CalPERS plans to trim PE portfolio

CalPERS is cutting its relationships with managers and paring back private equity, but it's unclear if it will use the secondaries market to do so.

CalPERS is pruning its private equity allocations again, according to a report from the Financial Times. The pension said it would be re-examining its relationships with managers, paring back to a core group and teaming up with other investors to drive down fees.

CalPERS currently maintains management relationships with nearly 125 managers. Chief investment officer Ted Eliopoulos suggested that the final number of managers in its private equity portfolio could be fewer than 100.

It’s unclear if CalPERS plans to use the secondaries market to reposition its portfolio and a spokesperson told Secondaries Investor that it’s exploring a number of options.
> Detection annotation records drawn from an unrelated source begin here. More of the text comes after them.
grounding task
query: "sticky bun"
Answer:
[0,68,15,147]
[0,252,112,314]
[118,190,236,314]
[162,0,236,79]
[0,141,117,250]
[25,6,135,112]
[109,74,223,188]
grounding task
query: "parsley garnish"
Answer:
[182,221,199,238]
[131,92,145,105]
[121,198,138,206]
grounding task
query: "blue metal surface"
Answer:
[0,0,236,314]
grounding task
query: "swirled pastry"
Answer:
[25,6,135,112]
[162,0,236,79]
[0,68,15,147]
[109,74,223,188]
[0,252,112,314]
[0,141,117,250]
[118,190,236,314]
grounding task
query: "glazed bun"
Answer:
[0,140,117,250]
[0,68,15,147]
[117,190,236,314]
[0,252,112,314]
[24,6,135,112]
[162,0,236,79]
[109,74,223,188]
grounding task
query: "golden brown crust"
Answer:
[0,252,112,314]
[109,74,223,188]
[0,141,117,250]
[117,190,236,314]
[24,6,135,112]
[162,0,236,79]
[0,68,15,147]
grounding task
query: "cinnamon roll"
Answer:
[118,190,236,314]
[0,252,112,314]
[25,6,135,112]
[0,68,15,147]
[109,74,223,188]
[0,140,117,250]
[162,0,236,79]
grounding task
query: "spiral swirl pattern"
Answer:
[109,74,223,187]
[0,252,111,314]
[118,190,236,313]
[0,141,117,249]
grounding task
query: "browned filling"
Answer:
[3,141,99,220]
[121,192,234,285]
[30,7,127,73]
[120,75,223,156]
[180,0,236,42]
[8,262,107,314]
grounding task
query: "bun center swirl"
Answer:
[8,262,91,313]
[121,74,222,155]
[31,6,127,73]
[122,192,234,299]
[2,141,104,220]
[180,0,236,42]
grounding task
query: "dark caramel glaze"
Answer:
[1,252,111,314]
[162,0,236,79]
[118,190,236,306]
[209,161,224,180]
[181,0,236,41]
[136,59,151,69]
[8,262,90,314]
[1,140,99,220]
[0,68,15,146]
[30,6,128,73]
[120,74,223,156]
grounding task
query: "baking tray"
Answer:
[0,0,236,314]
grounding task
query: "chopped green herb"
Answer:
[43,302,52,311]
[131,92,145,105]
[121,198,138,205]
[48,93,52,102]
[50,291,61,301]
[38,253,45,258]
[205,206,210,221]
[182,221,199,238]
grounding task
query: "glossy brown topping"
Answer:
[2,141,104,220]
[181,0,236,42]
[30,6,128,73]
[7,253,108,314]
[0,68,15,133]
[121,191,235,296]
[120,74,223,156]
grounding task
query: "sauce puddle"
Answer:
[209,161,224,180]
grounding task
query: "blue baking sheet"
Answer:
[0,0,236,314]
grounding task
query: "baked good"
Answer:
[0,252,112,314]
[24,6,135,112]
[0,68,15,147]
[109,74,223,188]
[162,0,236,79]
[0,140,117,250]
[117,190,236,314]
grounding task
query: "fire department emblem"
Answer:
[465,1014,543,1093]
“We’ll use all the tools available to us and do it in a manner that is most beneficial to the fund. There isn’t a set plan or timeline,” he said.

CalPERS cut back on private equity twice last year as part of a broader effort to absorb cash from realisations and de-risk the portfolio during the prolonged public equities rally of 2014. In both of those cases, the pension said it was more or less just working to bring target allocations back in line.
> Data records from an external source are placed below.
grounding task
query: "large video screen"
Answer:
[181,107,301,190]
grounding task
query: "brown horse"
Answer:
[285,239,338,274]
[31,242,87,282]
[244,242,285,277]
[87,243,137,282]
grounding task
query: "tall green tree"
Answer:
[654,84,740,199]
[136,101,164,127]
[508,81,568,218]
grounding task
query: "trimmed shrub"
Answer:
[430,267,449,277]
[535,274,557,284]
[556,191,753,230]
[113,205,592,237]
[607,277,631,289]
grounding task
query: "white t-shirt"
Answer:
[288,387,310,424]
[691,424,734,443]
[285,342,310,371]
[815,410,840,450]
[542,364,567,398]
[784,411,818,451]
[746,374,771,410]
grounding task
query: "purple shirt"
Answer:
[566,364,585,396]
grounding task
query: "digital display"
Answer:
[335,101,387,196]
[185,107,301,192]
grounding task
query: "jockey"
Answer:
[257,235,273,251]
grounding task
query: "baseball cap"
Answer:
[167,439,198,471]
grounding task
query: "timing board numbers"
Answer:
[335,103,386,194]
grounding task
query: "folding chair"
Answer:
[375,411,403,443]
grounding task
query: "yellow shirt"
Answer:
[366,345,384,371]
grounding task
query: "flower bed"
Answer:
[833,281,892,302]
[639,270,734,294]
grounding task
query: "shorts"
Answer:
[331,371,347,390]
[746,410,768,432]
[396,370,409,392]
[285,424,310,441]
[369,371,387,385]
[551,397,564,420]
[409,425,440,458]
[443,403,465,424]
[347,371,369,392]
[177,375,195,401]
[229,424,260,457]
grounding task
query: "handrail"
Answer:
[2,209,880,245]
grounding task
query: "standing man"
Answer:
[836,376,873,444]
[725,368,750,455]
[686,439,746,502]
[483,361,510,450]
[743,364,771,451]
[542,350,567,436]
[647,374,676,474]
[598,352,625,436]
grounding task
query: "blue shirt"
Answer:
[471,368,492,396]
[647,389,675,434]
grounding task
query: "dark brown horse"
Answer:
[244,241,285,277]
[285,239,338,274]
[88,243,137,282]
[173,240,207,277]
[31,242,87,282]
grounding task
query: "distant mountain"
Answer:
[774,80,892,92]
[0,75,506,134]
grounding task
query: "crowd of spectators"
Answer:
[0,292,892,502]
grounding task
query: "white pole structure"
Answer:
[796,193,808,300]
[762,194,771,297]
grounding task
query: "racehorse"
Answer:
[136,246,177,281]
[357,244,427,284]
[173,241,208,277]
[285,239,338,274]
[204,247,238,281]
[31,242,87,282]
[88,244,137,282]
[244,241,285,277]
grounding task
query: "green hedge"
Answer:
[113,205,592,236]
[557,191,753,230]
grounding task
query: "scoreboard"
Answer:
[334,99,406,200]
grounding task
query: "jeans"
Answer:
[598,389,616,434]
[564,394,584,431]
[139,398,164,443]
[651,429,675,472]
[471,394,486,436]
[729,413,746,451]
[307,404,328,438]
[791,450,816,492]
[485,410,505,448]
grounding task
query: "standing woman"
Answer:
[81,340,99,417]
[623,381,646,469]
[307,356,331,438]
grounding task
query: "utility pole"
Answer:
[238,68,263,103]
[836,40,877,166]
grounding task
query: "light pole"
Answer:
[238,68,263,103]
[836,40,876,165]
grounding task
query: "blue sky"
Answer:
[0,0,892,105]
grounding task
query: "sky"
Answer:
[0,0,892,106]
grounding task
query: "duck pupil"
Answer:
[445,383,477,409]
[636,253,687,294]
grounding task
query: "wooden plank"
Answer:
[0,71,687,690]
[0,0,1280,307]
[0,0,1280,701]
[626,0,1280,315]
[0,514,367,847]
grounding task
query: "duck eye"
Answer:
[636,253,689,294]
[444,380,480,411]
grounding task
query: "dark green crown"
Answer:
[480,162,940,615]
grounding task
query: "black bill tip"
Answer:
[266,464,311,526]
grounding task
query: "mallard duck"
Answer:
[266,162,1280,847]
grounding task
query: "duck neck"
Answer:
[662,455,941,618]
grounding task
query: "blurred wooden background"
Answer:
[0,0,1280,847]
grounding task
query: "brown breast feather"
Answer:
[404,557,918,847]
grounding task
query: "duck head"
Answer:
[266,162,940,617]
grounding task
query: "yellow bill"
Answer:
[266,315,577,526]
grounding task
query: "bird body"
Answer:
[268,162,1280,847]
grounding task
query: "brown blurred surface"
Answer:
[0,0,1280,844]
It reduced target allocations from 14 percent to 10 percent in May and is also considering a change to how it benchmarks overall private equity performance. The move comes after the pension pulled out of hedge funds entirely for similar reasons – complexity and fees.

CalPERS has taken on a more conservative investment approach with the appointment of Eliopoulos to CIO. He told the Financial Times that CalPERS would use “every possible lever” to drive down costs.

Earlier this week Secondaries Investor reported the San Diego County Employees’ Retirement System (SDCERA) planned to reduce the number of private equity GPs in its portfolio from about 31 to between 16 and 18. SDCERA said it planned to cut back through attrition and not via the secondaries market.